Из неслышно подкатившего сзади серого лакированного „Форда“ грузно вылез, отдуваясь, почтительно поддерживаемый за локоть изящным адъютантом, дородный генерал в густых эполетах и с ярко-красными широкими лампасами. Он имел огромные седые усы, раздвоенную скобелевскую бороду и совершенно безволосую, круглую и полированную, как бильярдный шар, голову.
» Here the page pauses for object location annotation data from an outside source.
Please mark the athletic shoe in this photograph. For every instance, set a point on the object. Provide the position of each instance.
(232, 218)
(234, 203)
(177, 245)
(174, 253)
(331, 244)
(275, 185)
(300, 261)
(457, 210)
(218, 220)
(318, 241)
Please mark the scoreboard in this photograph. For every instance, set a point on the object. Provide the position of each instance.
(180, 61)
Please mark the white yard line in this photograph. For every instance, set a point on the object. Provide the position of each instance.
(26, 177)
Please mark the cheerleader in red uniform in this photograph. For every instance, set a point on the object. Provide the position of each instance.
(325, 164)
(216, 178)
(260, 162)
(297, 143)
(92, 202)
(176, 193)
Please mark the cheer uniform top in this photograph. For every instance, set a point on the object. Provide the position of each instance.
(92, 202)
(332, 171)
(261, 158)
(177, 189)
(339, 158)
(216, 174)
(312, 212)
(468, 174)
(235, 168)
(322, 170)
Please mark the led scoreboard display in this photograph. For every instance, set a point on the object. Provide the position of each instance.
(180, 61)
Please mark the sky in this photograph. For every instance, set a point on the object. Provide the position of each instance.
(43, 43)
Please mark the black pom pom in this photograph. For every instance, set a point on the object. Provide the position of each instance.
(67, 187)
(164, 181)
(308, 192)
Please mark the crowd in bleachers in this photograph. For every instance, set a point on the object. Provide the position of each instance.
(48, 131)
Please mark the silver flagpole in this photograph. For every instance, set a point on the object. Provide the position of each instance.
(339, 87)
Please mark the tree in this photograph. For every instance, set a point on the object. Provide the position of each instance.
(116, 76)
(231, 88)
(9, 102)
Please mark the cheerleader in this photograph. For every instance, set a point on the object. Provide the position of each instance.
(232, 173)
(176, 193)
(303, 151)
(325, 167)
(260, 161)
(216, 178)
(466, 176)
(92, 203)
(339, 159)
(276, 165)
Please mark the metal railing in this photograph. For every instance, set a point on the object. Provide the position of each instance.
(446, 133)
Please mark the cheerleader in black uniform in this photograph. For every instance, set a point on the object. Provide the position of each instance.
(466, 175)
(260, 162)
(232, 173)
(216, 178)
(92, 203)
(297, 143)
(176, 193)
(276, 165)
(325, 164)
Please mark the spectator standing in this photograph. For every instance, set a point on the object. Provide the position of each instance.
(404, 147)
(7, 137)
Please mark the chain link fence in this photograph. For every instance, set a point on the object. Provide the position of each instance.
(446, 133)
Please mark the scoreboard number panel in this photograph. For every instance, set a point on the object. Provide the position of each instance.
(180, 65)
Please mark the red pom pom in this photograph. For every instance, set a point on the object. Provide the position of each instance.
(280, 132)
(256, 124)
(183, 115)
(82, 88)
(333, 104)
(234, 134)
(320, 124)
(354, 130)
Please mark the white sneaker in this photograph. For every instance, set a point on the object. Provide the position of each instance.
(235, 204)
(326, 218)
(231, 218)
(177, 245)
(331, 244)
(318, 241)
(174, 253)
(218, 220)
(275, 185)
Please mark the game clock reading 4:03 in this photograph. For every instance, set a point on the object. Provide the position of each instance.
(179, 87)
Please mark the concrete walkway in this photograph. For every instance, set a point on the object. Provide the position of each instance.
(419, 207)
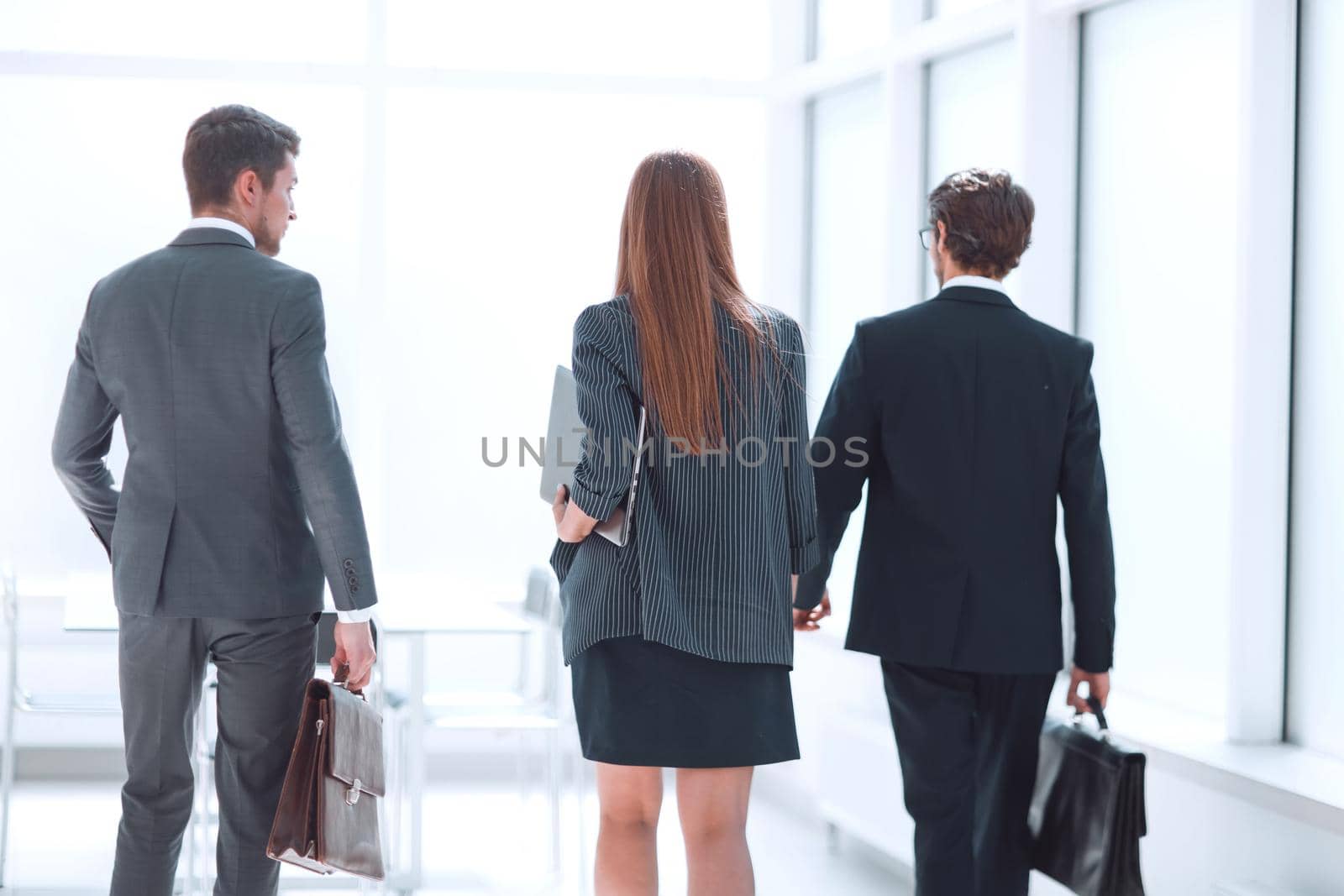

Генеральские глаза из под нависших бровей смотрели сурово и грозно, широкая грудь была увешана множеством орденов и медалей.
Вслед за ним, из автомобильного оконца показалась чья то косматая голова, с жирными, готовыми лопнуть, лоснящимися щеками, мясистым сизоватым носом и плутовато бегающими крошечными глазками. По черной бархатной камилавке, Минас узнал полкового священника. С трудом протиснувши из дверок кабинки свое непомерно толстое тело с неестественно выпиравшим вперед животом, он остановился позади генерала, держа в руне объемистую книгу с медными застежками. Массивный золотой крёст поверх лилового цвета шелковой простеганной рясы слепяще блеснул на солнце.